Les actions européennes finissent donc en repli malgré une seconde partie de séance passée dans le vert grâce à des statistiques américaines supérieures aux attentes et l’ouverture positive de Wall Street.

Selon l’enquête mensuelle ADP, publiée à 48 heures du rapport officiel du département du Travail, 749.000 emplois ont été créés dans le secteur privé alors que le consensus en prévoyait 650.000.

L’indice d’activité industrielle PMI de Chicago a également surpris positivement les investisseurs en ressortant à 62,4 en septembre, un plus haut depuis décembre 2018, alors que le consensus le donnait à 52,0.

Les déclarations de Steven Mnuchin et Nancy Pelosi ont également rassuré pendant un temps les marchés européens. Le secrétaire américain au Trésor et la présidente de la Chambre des représentants ont tous deux exprimé leur espoir d’une avancée sur un plan de relance budgétaire.

Steven Mnuchin a déclaré qu’un “compromis raisonnable” était possible avec les démocrates, qui ont présenté lundi un nouveau plan de relance de 2.200 milliards de dollars pour compenser les effets de la crise sanitaire.

“Les nouvelles semblent plus positives qu’hier sur un projet de relance. Et je pense qu’après le débat, les gens se disent que Donald Trump pourrait chercher (...) quelque chose qui en détournerait attention à son avantage”, a déclaré Tom Simons chez Jefferies.

Le premier débat entre Joe Biden et Donald Trump, marqué par les attaques personnelles et les interruptions, n’a fait que renforcer les incertitudes sur l’issue du scrutin.

Les indices phares de Wall Street étaient en territoire positif au moment de la clôture européennes: le Standard & Poor’s 500, le Nasdaq Composite et le Dow Jones gagnaient de 1,31% à 1,57%.

VALEURS

Parmi les plus fortes hausses du Stoxx 600, Suez a gagné 5,93% après l’amélioration par Veolia (+0,55%) de son offre de rachat de 29,9% de la part d’Engie (+1,24%) dans le capital de Suez, la portant de 15,50 euros à 18 euros par action.
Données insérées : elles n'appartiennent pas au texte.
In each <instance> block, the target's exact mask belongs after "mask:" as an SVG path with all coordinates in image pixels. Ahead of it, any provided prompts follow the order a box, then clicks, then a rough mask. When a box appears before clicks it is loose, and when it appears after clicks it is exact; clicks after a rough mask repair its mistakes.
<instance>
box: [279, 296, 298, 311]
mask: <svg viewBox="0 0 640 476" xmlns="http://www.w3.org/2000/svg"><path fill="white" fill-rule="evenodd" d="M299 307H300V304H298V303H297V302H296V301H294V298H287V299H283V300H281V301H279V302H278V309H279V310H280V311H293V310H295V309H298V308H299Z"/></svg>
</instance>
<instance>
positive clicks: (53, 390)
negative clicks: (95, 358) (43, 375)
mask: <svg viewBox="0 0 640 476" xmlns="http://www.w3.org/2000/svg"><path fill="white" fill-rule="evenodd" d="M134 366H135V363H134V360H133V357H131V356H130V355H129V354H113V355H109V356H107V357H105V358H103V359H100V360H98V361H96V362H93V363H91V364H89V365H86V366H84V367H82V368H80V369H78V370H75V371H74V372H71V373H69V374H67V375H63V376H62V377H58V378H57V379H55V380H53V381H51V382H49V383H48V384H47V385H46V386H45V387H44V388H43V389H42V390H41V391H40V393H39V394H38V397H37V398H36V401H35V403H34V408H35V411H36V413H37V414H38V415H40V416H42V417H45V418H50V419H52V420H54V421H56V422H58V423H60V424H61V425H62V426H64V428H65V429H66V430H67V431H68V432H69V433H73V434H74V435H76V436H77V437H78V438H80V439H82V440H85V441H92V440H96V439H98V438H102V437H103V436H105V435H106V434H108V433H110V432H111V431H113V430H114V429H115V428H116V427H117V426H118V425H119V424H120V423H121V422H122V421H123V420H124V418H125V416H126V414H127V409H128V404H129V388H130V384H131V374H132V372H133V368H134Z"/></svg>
Suez a néanmoins appelé le conseil et les actionnaires d’Engie à rejeter cette offre.

Total a pris 3,07% après avoir annoncé qu’il comptait accélérer sa diversification dans l’électricité et les énergies renouvelables et a revu à la hausse ses ambitions en la matière.

A la baisse, Alstom a perdu 3,56% après l’annonce par Bouygues du placement de 11 millions d’actions du groupe industriel.

TAUX

Les espoirs d’un plan budgétaire américain et des indicateurs solides ont été saluée par une remontée des rendements obligataires: celui des Treasuries à dix ans gagne près de cinq points de base à 0,6906%, un pic d’une semaine, et celui du Bund de même échéance a fini la journée en hausse à -0,524%.

CHANGES

Sur le marché des changes, le billet vert recule légèrement face à un panier de devises internationales dont l’euro, stable à 1,173 dollar.,

PÉTROLE

Le Brent abandonne 0,51% à 40,82 dollars le baril tandis que le brut léger américain (West Texas Intermediate, WTI) gagne 0,84% à 39,62 dollars.

A SUIVRE :

La séance de jeudi sera animée par plusieurs indicateurs dont l’indice PMI dans le secteur manufacturier en zone euro, l’indice “core PCE” aux Etats-Unis - la mesure d’inflation privilégiée par la Fed -, ou encore les inscriptions hebdomadaires au chômage.